In the dedication of Idylls of the King to the memory of Prince Albert, Tennyson, the poet-laureate, wrote:
Break not, O woman's-heart, but still endure;
Break not, for thou art Royal, but endure,
Remembering all the beauty of that star
Which shone so close beside Thee that ye made
One light together, but has past and leaves
The Crown a lonely splendour.
When one looks over the vista of years which have passed since that mournful day, it is with sadness mingled with regret. For it is too true that "a prophet is not without honour, save in his own country."
'Albert the Good' was, like many other great men, in advance of his times, and not until he was dead did the nation as a whole realize the blank he had left behind him.

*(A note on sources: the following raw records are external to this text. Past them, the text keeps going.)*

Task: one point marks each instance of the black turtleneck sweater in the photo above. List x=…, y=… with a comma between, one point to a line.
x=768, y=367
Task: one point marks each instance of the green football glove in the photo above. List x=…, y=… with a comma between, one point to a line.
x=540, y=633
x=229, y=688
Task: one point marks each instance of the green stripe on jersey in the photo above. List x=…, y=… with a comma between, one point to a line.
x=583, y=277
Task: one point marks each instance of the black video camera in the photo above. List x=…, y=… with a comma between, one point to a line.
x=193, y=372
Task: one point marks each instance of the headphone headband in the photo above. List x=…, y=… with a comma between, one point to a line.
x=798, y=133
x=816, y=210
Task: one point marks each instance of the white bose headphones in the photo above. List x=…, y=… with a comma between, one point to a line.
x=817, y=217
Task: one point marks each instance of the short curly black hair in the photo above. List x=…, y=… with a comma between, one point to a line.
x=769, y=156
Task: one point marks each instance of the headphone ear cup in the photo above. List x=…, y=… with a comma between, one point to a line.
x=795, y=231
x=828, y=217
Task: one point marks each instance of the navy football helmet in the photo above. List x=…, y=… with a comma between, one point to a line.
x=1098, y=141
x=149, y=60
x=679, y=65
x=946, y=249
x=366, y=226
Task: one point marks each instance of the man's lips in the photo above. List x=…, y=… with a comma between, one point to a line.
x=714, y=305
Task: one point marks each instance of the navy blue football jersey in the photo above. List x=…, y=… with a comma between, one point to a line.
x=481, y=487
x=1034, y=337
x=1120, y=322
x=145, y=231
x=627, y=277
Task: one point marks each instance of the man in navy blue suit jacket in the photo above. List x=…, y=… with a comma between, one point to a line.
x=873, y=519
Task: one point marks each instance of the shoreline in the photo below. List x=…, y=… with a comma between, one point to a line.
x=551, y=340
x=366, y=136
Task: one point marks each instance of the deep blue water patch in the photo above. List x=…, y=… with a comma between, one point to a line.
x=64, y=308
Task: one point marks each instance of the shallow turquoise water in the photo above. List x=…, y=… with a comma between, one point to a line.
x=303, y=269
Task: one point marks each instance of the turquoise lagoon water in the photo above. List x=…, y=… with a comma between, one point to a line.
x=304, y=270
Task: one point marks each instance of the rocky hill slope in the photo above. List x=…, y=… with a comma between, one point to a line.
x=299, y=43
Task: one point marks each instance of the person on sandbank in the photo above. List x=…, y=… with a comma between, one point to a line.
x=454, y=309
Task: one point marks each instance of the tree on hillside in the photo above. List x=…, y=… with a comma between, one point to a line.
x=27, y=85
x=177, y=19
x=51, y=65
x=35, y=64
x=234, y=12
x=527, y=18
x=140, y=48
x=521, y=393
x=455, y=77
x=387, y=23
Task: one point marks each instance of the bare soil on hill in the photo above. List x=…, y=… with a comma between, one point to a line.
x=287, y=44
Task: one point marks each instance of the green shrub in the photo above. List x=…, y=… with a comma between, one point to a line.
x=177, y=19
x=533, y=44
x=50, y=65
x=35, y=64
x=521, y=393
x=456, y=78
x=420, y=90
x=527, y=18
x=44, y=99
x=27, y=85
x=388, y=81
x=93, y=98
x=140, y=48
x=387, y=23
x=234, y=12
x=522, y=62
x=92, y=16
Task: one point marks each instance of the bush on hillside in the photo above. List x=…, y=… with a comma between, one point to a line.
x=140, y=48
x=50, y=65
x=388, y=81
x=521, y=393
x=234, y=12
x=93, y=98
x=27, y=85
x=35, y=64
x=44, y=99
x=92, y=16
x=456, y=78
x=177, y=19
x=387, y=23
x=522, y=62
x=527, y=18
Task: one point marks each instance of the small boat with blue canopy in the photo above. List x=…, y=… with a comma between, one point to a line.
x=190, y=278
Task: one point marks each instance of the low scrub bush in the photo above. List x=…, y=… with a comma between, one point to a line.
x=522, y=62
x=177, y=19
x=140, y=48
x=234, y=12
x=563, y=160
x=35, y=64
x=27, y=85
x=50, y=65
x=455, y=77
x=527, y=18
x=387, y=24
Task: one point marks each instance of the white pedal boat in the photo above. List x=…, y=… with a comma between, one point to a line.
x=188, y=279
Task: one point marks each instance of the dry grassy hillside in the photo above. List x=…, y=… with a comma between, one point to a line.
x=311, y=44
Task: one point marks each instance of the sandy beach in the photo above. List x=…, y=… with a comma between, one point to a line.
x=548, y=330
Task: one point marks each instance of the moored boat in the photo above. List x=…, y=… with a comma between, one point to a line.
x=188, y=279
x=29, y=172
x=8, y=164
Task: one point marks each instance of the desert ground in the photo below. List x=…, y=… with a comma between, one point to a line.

Even so late as 1854 Greville writes in his Diary of the extraordinary attacks which were made upon the Prince in the public Press. Letter after letter, he noted, appeared "full of the bitterest abuse and all sorts of lies. . . . The charges against him are principally to this effect, that he has been in the habit of meddling improperly in public affairs, and has used his influence to promote objects of his own and the interests of his own family at the expense of the interests of this country; that he is German and not English in his sentiments and principles; that he corresponds with foreign princes and with British Ministers abroad without the knowledge of the Government, and that he thwarts the foreign policy of the Ministers when it does not coincide with his own ideas and purposes." And again: "It was currently reported in the Midland and Northern counties, and actually stated in a Scotch paper, that Prince Albert had been committed to the Tower, and there were people found credulous and foolish enough to believe it."
But English gratitude is always such
To hate the hand which doth oblige too much.
These words of Daniel Defoe help to explain something of the attitude of a part of the nation toward the Prince in his lifetime.